Le titre était tellement “programmatique” que j'aurais dû me méfier.
La cabane dans les bois, pour un film d'horreur se déroulant dans une cabane située au milieu d'un bois, franchement… Ça sentait un peu trop sa réplique servile d'
Evil dead ou d'autres glorieuses pellicules de même école, que j'ai déjà magistralement décortiquées
ici même.
Exceptionnellement, il a fallu que Catherine, qui a ce genre de films en profonde détestation, reste regarder la première demi-heure en ma compagnie. Et je me suis mis à plastronner comme un mari benêt, en lui annonçant rigoureusement, et presque à la minute, tout ce qui allait se dérouler sous nos yeux. Que les jeunes héros allaient être cinq : le compte y était ; qu'il y aurait une fille blonde et une brune : c'était le cas, sauf que la brune était rousse ; que la blonde assez chaudasse mourrait la première : ça n'a pas manqué (mais Catherine était partie se coucher) ; qu'ils allaient se perdre et tomber sur une station service pourrie, tenue par un vieux très moche et pas bien propre sur lui : c'est arrivé ; que la cabane en rondin serait six à sept fois plus grande à l'intérieur que vue du dehors : le rapport était tel ; que les branquignols allaient trouver des trucs bizarres à la cave : ils ont mis la main dessus au bout d'un quart d'heure. Je n'en pouvais plus de prescience et de divination cinéphiliques.

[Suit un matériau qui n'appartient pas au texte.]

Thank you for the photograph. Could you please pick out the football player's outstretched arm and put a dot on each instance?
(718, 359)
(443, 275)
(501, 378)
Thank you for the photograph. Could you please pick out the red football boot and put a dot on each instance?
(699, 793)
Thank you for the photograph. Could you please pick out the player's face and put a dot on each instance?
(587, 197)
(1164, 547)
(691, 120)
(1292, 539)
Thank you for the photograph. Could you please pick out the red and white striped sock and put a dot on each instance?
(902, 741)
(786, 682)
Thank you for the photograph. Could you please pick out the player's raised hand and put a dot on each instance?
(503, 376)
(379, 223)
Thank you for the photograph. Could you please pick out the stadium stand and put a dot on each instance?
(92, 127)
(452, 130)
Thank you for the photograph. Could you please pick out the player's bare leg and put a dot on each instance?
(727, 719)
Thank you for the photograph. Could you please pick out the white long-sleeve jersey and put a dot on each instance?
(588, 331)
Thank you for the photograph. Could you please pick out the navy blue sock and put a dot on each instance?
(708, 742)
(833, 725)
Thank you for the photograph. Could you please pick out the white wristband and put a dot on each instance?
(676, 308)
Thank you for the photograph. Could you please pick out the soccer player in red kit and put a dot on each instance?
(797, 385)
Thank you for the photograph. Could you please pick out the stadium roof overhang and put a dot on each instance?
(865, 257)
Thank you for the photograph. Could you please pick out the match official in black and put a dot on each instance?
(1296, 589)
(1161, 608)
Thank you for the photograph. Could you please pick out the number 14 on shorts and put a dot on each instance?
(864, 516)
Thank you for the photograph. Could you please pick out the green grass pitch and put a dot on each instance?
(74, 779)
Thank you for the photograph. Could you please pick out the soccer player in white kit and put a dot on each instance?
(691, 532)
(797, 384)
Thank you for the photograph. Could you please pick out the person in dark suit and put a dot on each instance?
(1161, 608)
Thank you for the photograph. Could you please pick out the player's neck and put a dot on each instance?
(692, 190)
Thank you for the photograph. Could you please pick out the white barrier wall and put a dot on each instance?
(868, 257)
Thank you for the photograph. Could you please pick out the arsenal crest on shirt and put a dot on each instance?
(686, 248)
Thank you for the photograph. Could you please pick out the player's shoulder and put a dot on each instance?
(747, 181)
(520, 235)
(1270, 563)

Tout de même, m'inquiétaient un peu les plans éparpillés çà et là durant cette première demi-heure, où l'on voyait des genres de scientifiques en blouses blanches, dans des laboratoires gigantesques, dépourvus de fenêtre mais surabondant en tables de contrôle et autre écrans vidéos, par lesquels on ne perdait aucun des faits et gestes de nos sylvestres guignols. Ça commençait à sentir sa télé-réalité gore, et je m'en trouvais perturbé. D'autant que, soudain, le chef du labo a reçu un coup de fil du vieux moche de la station-service, comme s'ils se connaissaient depuis les scouts : là, vraiment, mes schémas préétablis sont partis en digue-digue.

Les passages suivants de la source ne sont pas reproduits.